Profiting from waste
GLOBALLY, two million tonnes of untreated wastewater is discharged into waterways each year, according to the United Nations Environment Programme (UNEP)/ UN Habitat .
Similarly, in Jamaica, between 53 and 97 per cent of the organic pollution in the Kingston Harbour was caused by trade effluent and sewage up to April this year, when the National Resources Conservation Regulations (Wastewater and Sludge) were passed.
But companies like Rose Hall Developments Ltd which operates a sewage treatment facility in Montego Bay is helping turn things around. The plant resells treated water to the very hotels on the elegant corridor whose sewage it treats, thereby significantly reducing the amount of effluent it pumps into the sea as waste.
“As a matter of fact, we don’t waste any water,” said manager Cynthia Scott, explaining that the treated effluent is stored in a 40-million gallon lake then resold to the hotels for irrigating their golf courses. A single golf course can use up to 350,000 gallons of water per day, she added, explaining the demand.
Scott was speaking to a group of journalists from the region who toured the facility as part of a media workshop held in tandem with the Second Global Conference on Land-Ocean Connections (GLOC-2) in the second city at the beginning of the month.
The practice of recycling treated wastewater is a strategy being pushed by UNEP and other bodies dedicated to the preservation of the environment, as it seeks to address water shortages occasioned by drought and other effects of an ever-warming climate.

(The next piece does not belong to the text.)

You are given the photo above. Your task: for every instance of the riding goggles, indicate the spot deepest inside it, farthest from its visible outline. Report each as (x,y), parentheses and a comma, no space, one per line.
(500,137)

Civil engineer Stephen Ntifo, who was a participant in the UNEP/Government of Jamaica-organised GLOC-2, called it a “true service”, the value of which impacts human health and quality of life, the environment as well as biodiversity. As such, he advocated for a “long-term sustainable and profitable wastewater service sector in every country”.
Wastewater, he said, which can be domestic, industrial or commercial, agricultural and rural, or urban and non-agricultural, can be used as a fertiliser and soil improver, and can produce bio-gas, a form of renewable energy.
“We need help create a wastewater service sector in every country because the value and benefits far exceed the costs. We need to create and improve existing systems to make it happen – others have done it and are doing it,” he said.
That includes Rose Hall Developments, though on a small scale, with only eight customers to date.
In addition to the liquid part, the facility also recycles the treated sludge from the solid waste, composts it with organic cuttings from the golf courses and uses it as fertiliser in the company’s plant nursery.
She explained that the facility, spread over five acres, can treat over 1.25 million gallons of sewage per day, but is now doing roughly 500,000 since it’s the slow season for hotels.
The untreated sewage begins the process in a phase separator or dewatering unit where non-organic material is filtered out. It then goes to a flow equaliser where two huge tanks balance the pH levels. After that, heavy-duty pumps send the flows to a treatment plant where it is processed using activated nitrates.
Rose Hall Developments, which is owned by the Rollins family, is sited on a former sugar plantation famous for former owner Annie Palmer, the White Witch of Rose Hall, who is said to have killed her husbands and who purportedly haunts the place to this day. Its primary business is commercial and residential real estate development, but it also includes the operation of Rose Hall Great House, hotels and golf courses, an extensive plant nursery, and the sewage treatment plant.
According to Scott, the idea for the treatment plant surfaced around 2000 when a popular hotel arrived in Jamaica. At that time, she explained, there was no central sewage treatment plant in the area, much less any big enough to accommodate large hotels. The older properties, she said, had individual treatment facilities.
“We saw an opportunity and we took it,” Scott said.
It received approvals from the local planning authorities in 2004 and spent an initial US$5 million setting up operations, which it completed by 2007. It later spent an additional US$3 million to increase its capacity.
The benefits to the environment aside, Rose Hall Developments is reaping handsomely from its investments.
“It’s a very profitable business,” Scott boasted. “Sewage treatment is our main job, so the money from reselling [the treated wastewater] is just the gravy.”
“We’re making our loan payments and then some,” she added.
There are benefits to the consumer too, as the rates are 20 per cent less than those charged by the national water and sewage utility provider.
Rose Hall wants to take its conservation efforts even further by using renewables to run the 24-hour “energy intensive” operation, but that is still some way off, according to Scott, who said that it is still doing the requisite research to decide which option fits it best.